With one look, it’s easy to see Genshin Impact, the upcoming anime action RPG from Shanghai-based developer Mihoyo, has taken massive inspiration from The Legend of Zelda: Breath of the Wild. From its art direction to its setting to its combat style — and there’s even a gliding mechanic — the homage is quite evident.
It would be easy to say this game is a free-to-play Breath of the Wild cash-in, but after spending some time in the Genshin Impact beta on PlayStation 4, I came away overly impressed by the world Mihoyo has built, and luckily, the game does enough right to make itself stand on its own.
Most of the gameplay mechanics from Breath of the Wild are front and center here. A wide-open world beckons you, with various monsters to defeat and foods to gather. You can climb and glide around this playground (given your stamina does not run out), and you will often find yourself in dungeon-like areas where you must take down enemies and solve puzzles.
One of the things I found most interesting about Genshin Impact is the party system, which allows you to swap out the character you are currently playing with the press of a button. One moment you’re your sword character (aka The Traveler, who works as the protagonist of the story), then the situation calls for a long-range shot, and instead of equipping a bow and arrow, you switch to Amber, a character who specializes in fire-based arrow attacks.

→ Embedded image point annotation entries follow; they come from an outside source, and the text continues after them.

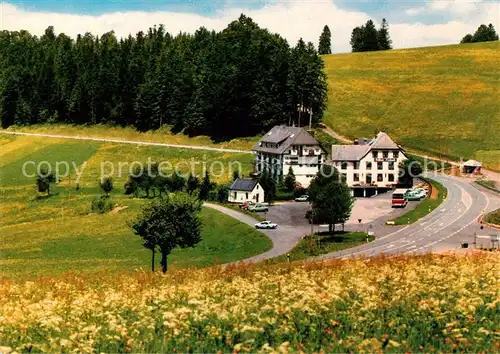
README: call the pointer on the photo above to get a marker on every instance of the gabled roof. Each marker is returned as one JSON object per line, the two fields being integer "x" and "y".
{"x": 357, "y": 152}
{"x": 349, "y": 152}
{"x": 285, "y": 137}
{"x": 472, "y": 163}
{"x": 244, "y": 184}
{"x": 382, "y": 141}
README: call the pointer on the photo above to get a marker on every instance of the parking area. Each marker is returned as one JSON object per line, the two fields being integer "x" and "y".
{"x": 366, "y": 209}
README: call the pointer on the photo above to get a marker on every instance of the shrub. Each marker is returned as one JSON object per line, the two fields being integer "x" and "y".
{"x": 102, "y": 205}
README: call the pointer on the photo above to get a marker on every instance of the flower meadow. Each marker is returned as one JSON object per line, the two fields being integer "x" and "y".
{"x": 431, "y": 303}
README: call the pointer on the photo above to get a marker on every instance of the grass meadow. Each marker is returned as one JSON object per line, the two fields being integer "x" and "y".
{"x": 442, "y": 101}
{"x": 43, "y": 235}
{"x": 432, "y": 303}
{"x": 163, "y": 135}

Each unique character comes with an attachment to an elemental source; as mentioned, Amber provides fire-based attacks, while your character will unlock wind-based attacks shortly after starting your adventure. In addition to standard attacks that follow the same rules across all characters, each one also has unique elemental attacks on cooldown for various situations. Being able to swap between these attacks on the fly is more than enough of a reason to give this game’s combat an honest try, and mixing and matching based on the enemy’s weaknesses and affinity will be vital to winning the fight.
Seeing these other characters in action was rather interesting, but it can sometimes get confusing. You see, you run around the open world as your Traveler with only your companion Paimon at your side. When you switch characters, your Traveler is replaced with whomever you chose, but this does not swap that character out of wherever they are standing in the world, meaning you can actually run into them while playing as them. It is a small thing, but it’s immersion-breaking nonetheless.
Having access to such a large roster of characters is great, though I can’t help but feel it takes away from the importance of creating your own character. Granted, character creation does not go beyond picking your gender and giving yourself a name, so overall, the Traveler being portrayed as “you” does not have as much impact as, say, Link.
Genshin Impact will be a free-to-play game when it fully releases, and to make its money, it will offer other playable characters and weapons via a gacha system it calls the Wish system. While there will be some characters gained for free from story missions, many characters will only be obtained via this system. I can’t fully speak on the microtransaction system because it is not in the game yet, but I hope Mihoyo handles it well. As of now, you can earn some of the in-game currency, called Fate, via missions, but no doubt Fate will be purchasable via real money when the game releases.
Overall, Genshin Impact seems to be an interesting game that could garner a dedicated fanbase, should Mihoyo handle it well. The verticality of the open world makes it fun to climb and glide through, but some of the anime aspects feel very generic, and playing on a PS4 Slim did present some framerate issues. That being said, the game is still in beta, and hopefully it will run better by release.
Genshin Impact is expected to release sometime in 2020 and will be available on Android, iOS, PC, PlayStation 4, and Nintendo Switch.